Why wait for the 2015 Toyota RAV4: To see if Toyota offers its compact crossover in a few new colors or with noteworthy new features. The latter seems unlikely; the company probably will save them for a 2016 freshening.
Why buy a 2014 Toyota RAV4: To enjoy another year of the current styling before midcycle changes potentially date it. Buying a 2014 RAV4 in fact will net you some newly optional safety features. They are the Technology Package, which includes blind-spot alert, rear cross-traffic alert, lane-departure warning, and auto high-beam headlights. Unfortunately Toyota has limited availability of these worthwhile features to RAV4’s top-line Limited trim level.
WHAT YOU SHOULD KNOW
Any changes to the RAV4’s exterior styling won’t be apparent until the model-year 2016 freshening. Until then, it will keep the compact SUV profile it adopted as a part of its 2013 redesign. Its appearance is a bit deceptive because it looks small on the outside, but RAV4 is capable of carrying up to 73.4 cu. ft. of cargo with the rear seat backs folded, which is among the most in the segment.
Prior to 2013, you could purchase a RAV4 with either a four- or six-cylinder engine. Much to the chagrin of performance enthusiasts, this compact crossover lost the V-6 as part of its redesign. Don’t expect Toyota to bring it back for 2015 or beyond. All models will continue with a 176-horsepower 2.5-liter four-cylinder engine that pairs with a six-speed automatic transmission. Front-wheel drive would be standard with all-wheel drive remaining an option across the board. The RAV4 EV would continue with front-wheel drive and a 154-horsepower battery-powered electric motor.
The 2015 Toyota RAV4 should see no change to its EPA estimated fuel economy over its 2014 counterpart’s scores of 24/31/26 city/highway/combined with front-wheel drive and 22/29/25 with AWD. RAV4 EV models would rate 78/74/76, according to the EPA’s MPGe (miles per gallon equivalent) scale. MPGe is a measurement of distance traveled per unit of energy consumed. The EV boasts a maximum driving range of 103 miles. Depending on your charging setup, the battery can be replenished in as few as 5-6 hours or as many as 44-52.

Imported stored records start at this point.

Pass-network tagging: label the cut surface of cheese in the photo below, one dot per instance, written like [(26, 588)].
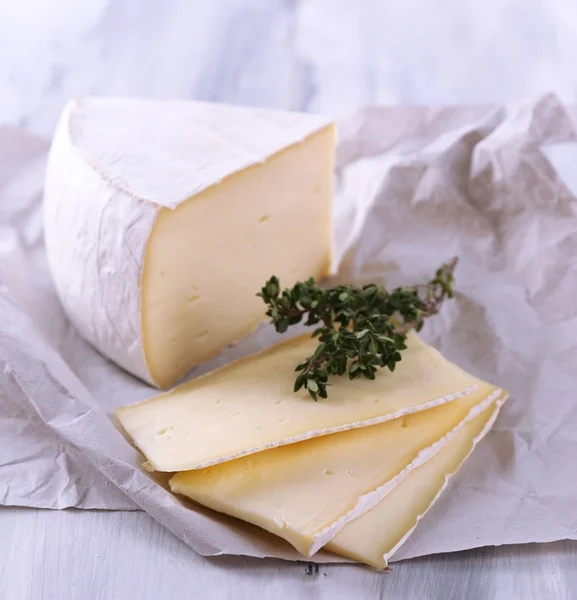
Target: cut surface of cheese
[(374, 537), (306, 492), (249, 405), (164, 218)]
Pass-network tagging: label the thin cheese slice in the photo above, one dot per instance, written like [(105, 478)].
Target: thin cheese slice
[(307, 492), (164, 218), (374, 537), (249, 405)]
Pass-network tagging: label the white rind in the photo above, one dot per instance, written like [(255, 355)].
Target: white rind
[(166, 151), (113, 164), (372, 498), (95, 242), (151, 466), (499, 403)]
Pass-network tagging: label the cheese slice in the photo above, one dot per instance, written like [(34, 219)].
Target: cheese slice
[(307, 492), (374, 537), (164, 218), (249, 405)]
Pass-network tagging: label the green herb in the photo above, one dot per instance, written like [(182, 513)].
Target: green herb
[(362, 328)]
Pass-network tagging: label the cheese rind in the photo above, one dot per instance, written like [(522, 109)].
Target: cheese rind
[(157, 211), (249, 405), (374, 537), (307, 492)]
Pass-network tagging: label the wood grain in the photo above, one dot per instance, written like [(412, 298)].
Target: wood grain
[(100, 555), (328, 56)]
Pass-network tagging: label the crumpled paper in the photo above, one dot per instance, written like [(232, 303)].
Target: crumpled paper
[(496, 186)]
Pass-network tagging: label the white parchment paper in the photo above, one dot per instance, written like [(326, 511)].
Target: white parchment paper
[(496, 186)]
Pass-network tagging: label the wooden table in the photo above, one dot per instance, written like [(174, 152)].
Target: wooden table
[(328, 56)]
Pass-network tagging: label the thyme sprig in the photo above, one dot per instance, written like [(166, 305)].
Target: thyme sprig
[(361, 328)]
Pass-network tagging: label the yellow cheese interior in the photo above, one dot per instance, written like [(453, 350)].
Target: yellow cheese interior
[(249, 405), (298, 491), (206, 260), (373, 537)]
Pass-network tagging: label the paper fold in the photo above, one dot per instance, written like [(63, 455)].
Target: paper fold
[(493, 185)]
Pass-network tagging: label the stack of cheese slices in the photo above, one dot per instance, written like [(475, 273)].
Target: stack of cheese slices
[(162, 220)]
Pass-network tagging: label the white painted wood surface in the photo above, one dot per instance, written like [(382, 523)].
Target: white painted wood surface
[(328, 56)]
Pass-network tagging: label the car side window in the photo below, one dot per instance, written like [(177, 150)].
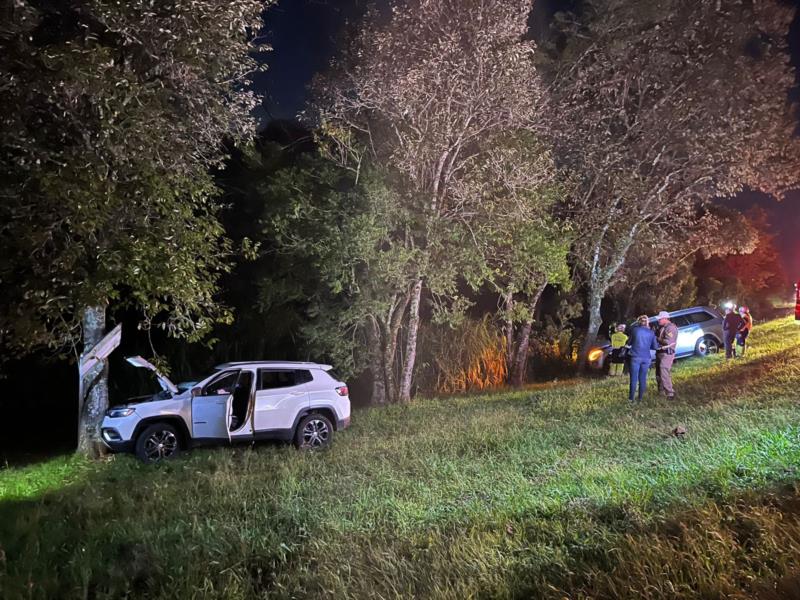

Expect the 2015 Toyota RAV4 to return in base LE, volume XLE, and top-line Limited trim levels. A tilt and telescopic steering wheel, Bluetooth phone connectivity, and rearview camera will be standard across the board. Limited models will have faux leather “SofTex” upholstery with heated front seats, a power driver seat, and a navigation system. All versions will include some form of Toyota’s Entune infotainment system, including the “App Suite” on Limited versions. Users download the Entune app to their supported smartphone for access to range of services. If customers demand it, the company could offer the Limited’s Technology Package on the XLE as well. As with all new Toyota models, the RAV4 will include complimentary scheduled maintenance for 2 years or 25,000 miles, whichever comes first.
RAV4 prices will likely range from about $24,000 for the front-wheel-drive LE to $33,000 for a loaded AWD Limited, including destination fee. Most of the sales volume will come from the XLE, which should hit $28,000-$29,000 with the most popular equipment.